RMD aggregation rules
- Multiple IRAs: calculate RMD for each separately, then withdraw the total from any one or any combination.
- Multiple 401(k)s: calculate AND withdraw from each separately.
- 403(b)s: similar aggregation to IRAs.
This matters because consolidating multiple old 401(k)s into one IRA simplifies RMD management — one of several reasons to roll old workplace plans into an IRA after you separate from the employer.
Inherited IRAs are different
The 10-year rule under SECURE Act (passed 2019) means most non-spouse beneficiaries must drain an inherited IRA within 10 years of the original owner's death. Spouses can still treat it as their own. For everyone else, plan the drawdown across the 10-year window to minimize the tax hit.

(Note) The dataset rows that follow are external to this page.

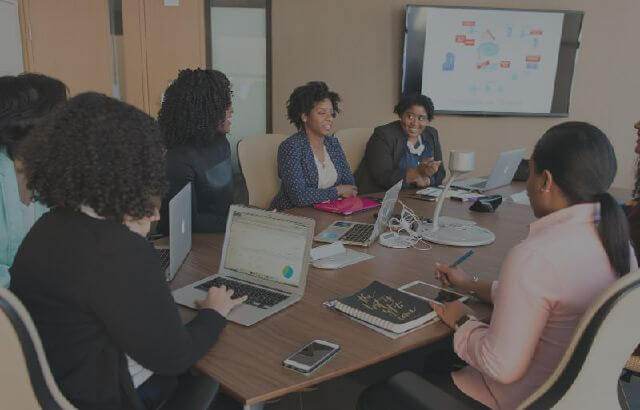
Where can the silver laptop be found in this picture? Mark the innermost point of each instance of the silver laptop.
(172, 257)
(266, 257)
(358, 233)
(502, 173)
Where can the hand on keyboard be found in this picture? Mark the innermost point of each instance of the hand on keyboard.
(219, 299)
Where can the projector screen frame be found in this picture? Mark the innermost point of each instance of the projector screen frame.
(414, 36)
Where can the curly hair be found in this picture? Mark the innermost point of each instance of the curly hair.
(304, 98)
(194, 107)
(99, 152)
(408, 101)
(24, 100)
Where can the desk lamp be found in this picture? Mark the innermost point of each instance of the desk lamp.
(452, 231)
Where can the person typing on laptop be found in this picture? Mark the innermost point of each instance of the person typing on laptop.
(90, 279)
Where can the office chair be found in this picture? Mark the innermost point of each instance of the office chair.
(588, 375)
(26, 381)
(354, 142)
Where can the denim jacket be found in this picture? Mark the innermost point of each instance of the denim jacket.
(299, 175)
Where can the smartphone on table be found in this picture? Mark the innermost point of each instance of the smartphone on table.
(311, 356)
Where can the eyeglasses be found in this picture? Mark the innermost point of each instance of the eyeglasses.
(333, 114)
(411, 116)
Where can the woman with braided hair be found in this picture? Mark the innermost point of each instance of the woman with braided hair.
(194, 118)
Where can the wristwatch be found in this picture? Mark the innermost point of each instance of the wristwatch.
(462, 321)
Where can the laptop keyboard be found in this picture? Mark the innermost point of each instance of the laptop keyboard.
(164, 258)
(258, 297)
(358, 233)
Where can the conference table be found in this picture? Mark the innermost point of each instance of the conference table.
(247, 361)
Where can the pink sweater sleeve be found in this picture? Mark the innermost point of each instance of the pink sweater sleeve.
(503, 350)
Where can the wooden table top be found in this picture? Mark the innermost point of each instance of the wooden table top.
(247, 360)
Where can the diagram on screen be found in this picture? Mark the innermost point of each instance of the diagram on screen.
(481, 61)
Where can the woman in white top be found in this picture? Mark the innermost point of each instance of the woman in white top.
(311, 163)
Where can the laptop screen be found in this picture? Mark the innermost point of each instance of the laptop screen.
(266, 247)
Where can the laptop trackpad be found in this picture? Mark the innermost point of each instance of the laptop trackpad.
(245, 314)
(335, 231)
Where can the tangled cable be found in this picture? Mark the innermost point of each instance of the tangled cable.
(404, 231)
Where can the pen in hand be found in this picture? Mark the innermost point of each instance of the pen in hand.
(442, 276)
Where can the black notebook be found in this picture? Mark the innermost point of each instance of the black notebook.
(387, 308)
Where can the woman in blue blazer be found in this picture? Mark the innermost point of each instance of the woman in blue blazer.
(311, 163)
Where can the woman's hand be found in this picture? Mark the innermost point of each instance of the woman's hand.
(455, 277)
(413, 176)
(346, 191)
(428, 167)
(219, 299)
(451, 312)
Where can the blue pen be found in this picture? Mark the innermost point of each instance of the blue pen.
(461, 259)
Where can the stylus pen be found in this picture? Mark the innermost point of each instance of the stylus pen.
(461, 259)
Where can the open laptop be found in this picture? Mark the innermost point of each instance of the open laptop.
(266, 257)
(502, 173)
(358, 233)
(172, 257)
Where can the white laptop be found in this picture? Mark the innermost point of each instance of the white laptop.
(502, 173)
(172, 257)
(265, 256)
(358, 233)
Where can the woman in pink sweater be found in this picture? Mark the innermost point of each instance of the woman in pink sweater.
(576, 249)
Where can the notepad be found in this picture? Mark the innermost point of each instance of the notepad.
(387, 308)
(348, 206)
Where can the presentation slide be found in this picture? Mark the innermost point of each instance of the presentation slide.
(491, 60)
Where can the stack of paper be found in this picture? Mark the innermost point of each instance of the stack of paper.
(336, 256)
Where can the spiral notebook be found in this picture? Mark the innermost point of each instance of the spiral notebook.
(386, 308)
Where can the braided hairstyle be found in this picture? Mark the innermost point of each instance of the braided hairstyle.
(408, 101)
(100, 152)
(583, 164)
(194, 107)
(304, 98)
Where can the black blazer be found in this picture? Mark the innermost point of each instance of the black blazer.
(96, 293)
(380, 167)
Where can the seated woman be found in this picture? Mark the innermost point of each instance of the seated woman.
(632, 209)
(87, 275)
(195, 118)
(311, 163)
(407, 149)
(24, 100)
(576, 250)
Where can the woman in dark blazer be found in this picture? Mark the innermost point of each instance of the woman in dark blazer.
(311, 163)
(407, 149)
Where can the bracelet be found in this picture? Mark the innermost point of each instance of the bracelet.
(475, 279)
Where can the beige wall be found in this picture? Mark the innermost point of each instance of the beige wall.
(356, 45)
(69, 40)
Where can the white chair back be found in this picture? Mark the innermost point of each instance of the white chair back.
(26, 381)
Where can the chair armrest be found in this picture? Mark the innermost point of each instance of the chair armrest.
(418, 394)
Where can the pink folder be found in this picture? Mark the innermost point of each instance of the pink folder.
(347, 206)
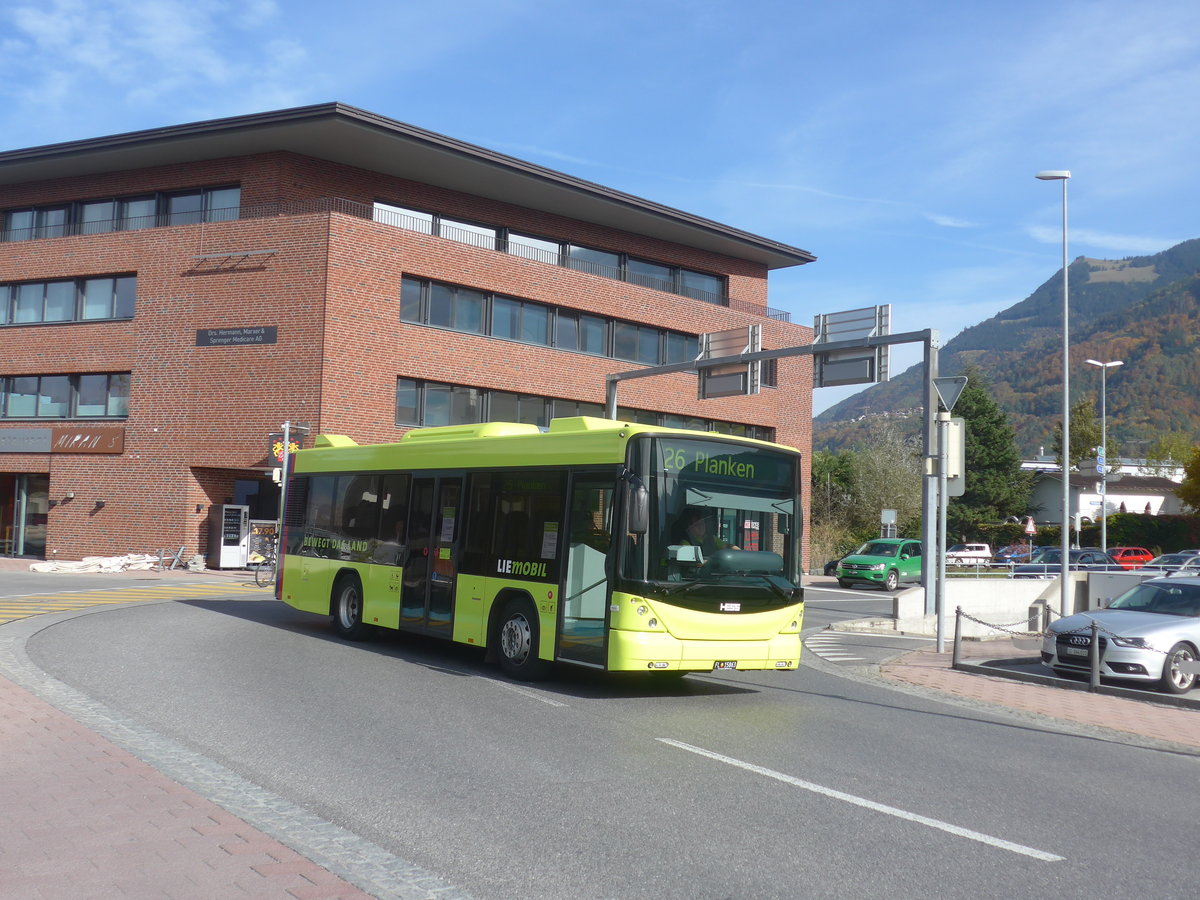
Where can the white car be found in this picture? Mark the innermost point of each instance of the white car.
(1150, 634)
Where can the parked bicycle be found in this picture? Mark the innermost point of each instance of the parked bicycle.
(265, 564)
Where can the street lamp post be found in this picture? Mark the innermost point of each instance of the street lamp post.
(1067, 607)
(1104, 443)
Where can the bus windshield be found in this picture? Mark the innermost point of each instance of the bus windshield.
(720, 514)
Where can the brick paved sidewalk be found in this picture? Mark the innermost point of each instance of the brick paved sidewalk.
(83, 819)
(1135, 717)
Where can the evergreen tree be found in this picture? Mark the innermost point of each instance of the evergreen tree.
(1085, 433)
(1189, 489)
(996, 487)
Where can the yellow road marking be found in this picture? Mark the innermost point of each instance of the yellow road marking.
(21, 607)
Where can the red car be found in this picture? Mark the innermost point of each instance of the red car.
(1131, 557)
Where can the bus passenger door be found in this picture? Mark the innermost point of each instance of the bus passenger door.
(585, 592)
(427, 592)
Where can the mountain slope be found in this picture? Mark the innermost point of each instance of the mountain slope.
(1141, 310)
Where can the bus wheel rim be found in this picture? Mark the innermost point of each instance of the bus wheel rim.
(349, 607)
(516, 639)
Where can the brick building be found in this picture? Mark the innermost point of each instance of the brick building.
(168, 298)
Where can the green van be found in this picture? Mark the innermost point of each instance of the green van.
(886, 562)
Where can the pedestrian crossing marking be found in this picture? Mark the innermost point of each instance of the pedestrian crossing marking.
(21, 607)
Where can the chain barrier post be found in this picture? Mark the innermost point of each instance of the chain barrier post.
(1095, 657)
(958, 636)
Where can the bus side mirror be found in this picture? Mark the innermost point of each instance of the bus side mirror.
(639, 509)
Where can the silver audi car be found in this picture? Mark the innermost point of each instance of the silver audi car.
(1150, 634)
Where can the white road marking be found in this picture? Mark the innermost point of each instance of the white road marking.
(868, 804)
(525, 693)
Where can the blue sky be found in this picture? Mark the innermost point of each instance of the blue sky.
(897, 142)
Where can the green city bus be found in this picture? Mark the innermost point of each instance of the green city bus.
(567, 544)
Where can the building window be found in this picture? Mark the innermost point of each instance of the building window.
(65, 396)
(636, 343)
(109, 297)
(124, 214)
(431, 303)
(581, 333)
(520, 321)
(459, 309)
(700, 286)
(433, 403)
(605, 263)
(504, 407)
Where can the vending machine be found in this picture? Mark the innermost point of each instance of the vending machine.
(228, 535)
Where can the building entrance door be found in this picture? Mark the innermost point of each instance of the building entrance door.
(24, 507)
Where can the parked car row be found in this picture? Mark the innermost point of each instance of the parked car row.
(891, 562)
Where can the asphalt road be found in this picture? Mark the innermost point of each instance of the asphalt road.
(743, 785)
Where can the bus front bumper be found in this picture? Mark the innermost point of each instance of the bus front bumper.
(648, 652)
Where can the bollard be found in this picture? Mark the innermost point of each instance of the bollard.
(958, 636)
(1093, 654)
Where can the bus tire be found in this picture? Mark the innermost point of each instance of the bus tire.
(517, 637)
(347, 609)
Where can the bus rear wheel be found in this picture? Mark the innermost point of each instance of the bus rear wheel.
(348, 609)
(517, 640)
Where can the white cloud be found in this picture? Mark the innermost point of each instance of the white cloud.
(73, 59)
(948, 221)
(1116, 244)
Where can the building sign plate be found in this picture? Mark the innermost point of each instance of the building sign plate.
(25, 441)
(237, 336)
(64, 439)
(88, 439)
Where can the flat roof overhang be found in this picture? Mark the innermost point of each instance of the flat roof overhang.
(355, 137)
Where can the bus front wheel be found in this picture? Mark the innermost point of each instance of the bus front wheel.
(348, 609)
(517, 640)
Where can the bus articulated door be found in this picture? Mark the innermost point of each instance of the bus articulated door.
(585, 592)
(433, 520)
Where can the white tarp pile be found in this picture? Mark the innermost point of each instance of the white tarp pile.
(130, 562)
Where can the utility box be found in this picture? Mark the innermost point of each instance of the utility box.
(228, 535)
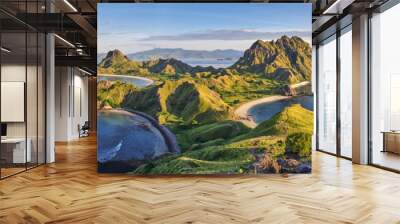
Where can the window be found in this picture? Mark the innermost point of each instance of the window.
(327, 95)
(346, 92)
(385, 89)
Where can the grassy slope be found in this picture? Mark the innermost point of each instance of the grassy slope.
(182, 101)
(233, 154)
(112, 93)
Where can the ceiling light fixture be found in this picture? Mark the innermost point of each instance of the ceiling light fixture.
(70, 5)
(64, 40)
(5, 50)
(84, 71)
(337, 7)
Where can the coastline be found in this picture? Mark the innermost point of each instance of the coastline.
(129, 76)
(243, 110)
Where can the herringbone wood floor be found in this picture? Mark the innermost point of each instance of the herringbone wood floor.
(71, 191)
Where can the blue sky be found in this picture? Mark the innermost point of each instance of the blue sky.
(137, 27)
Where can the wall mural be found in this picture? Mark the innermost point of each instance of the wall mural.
(204, 88)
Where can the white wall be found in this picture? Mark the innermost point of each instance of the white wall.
(71, 102)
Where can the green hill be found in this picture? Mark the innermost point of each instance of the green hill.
(183, 101)
(223, 148)
(116, 62)
(286, 59)
(292, 119)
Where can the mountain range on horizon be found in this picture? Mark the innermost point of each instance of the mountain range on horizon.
(181, 54)
(285, 59)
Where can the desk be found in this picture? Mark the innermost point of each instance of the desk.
(391, 141)
(16, 147)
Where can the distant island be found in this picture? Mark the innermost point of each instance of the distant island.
(203, 109)
(182, 54)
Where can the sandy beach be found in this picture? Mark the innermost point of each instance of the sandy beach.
(243, 110)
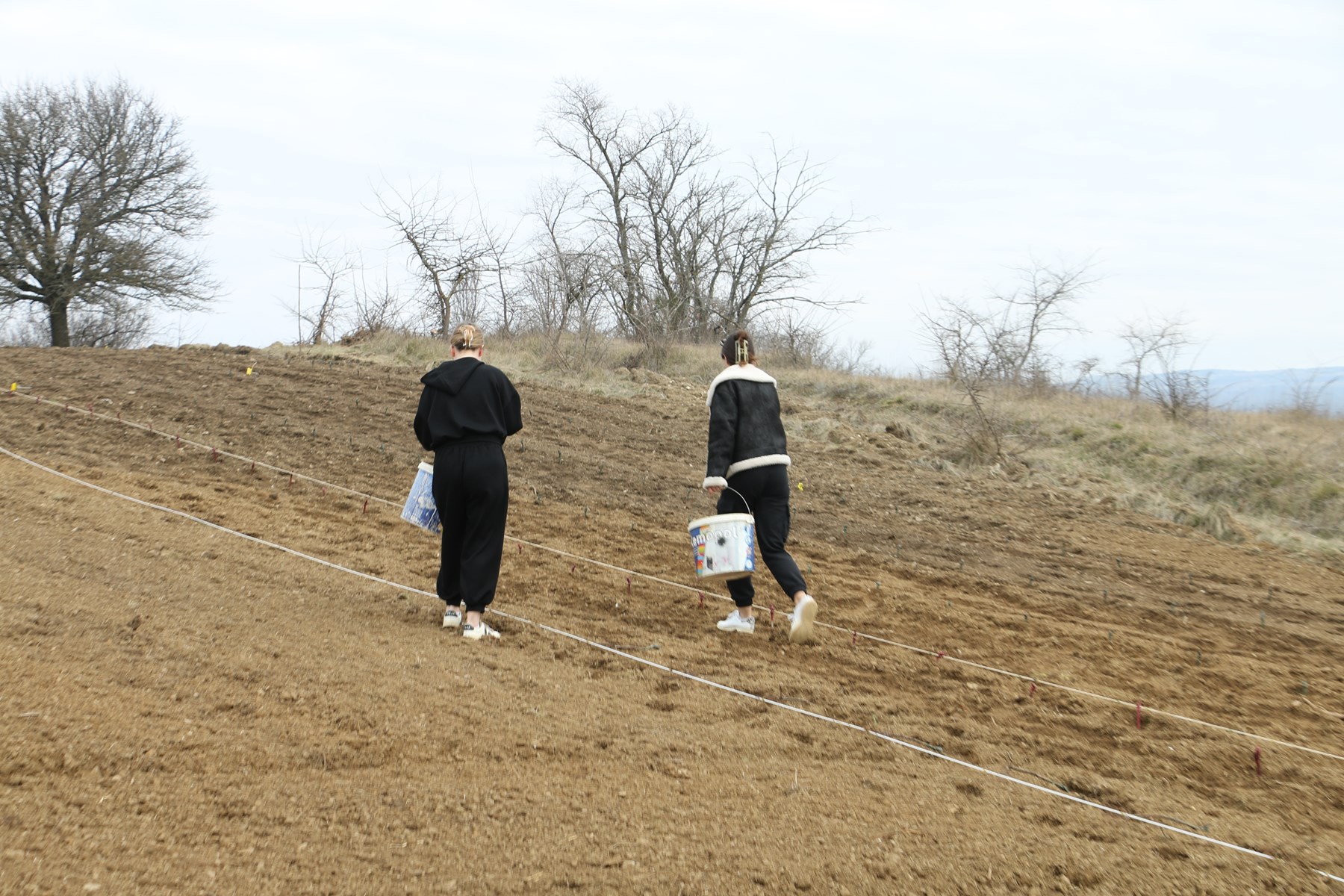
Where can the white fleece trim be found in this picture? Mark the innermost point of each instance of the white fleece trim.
(765, 460)
(738, 373)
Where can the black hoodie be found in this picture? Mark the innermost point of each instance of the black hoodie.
(467, 401)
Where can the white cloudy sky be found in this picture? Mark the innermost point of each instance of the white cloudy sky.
(1192, 148)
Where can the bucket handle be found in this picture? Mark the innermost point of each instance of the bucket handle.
(741, 496)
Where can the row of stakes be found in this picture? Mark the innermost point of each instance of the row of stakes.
(1171, 605)
(214, 452)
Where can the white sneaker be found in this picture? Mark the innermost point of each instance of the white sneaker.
(800, 621)
(738, 622)
(479, 632)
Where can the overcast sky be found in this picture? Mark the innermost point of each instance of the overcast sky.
(1192, 149)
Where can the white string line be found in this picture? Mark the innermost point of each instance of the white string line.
(937, 655)
(688, 676)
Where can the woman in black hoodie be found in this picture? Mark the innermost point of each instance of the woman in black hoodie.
(465, 413)
(749, 469)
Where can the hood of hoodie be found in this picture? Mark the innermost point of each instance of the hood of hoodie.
(450, 376)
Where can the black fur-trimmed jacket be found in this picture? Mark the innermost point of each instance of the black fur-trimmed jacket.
(745, 426)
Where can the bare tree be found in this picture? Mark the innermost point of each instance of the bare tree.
(374, 307)
(1006, 343)
(1180, 394)
(1151, 341)
(332, 267)
(564, 277)
(766, 249)
(609, 146)
(447, 250)
(692, 252)
(100, 199)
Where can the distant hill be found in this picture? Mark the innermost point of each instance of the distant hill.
(1265, 390)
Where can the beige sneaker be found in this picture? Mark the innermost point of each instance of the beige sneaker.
(479, 632)
(800, 626)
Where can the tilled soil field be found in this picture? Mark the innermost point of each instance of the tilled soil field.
(1009, 673)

Strategies to reduce future RMDs
- Roth conversions in your 60s (see our Roth conversion playbook).
- QCDs starting at 70½, before RMDs even kick in.
- Drawing IRA money in low-income years (between retirement and Social Security/RMDs).
- Delaying Social Security so your IRA can fund the gap years — RMDs later are smaller because the IRA is smaller.
Bottom line
The new 73/75 start ages give you more conversion runway. Use it. A retiree who fills the 12% bracket with Roth conversions each year between ages 65 and 73 can cut lifetime RMD-driven taxes by $50k–$200k.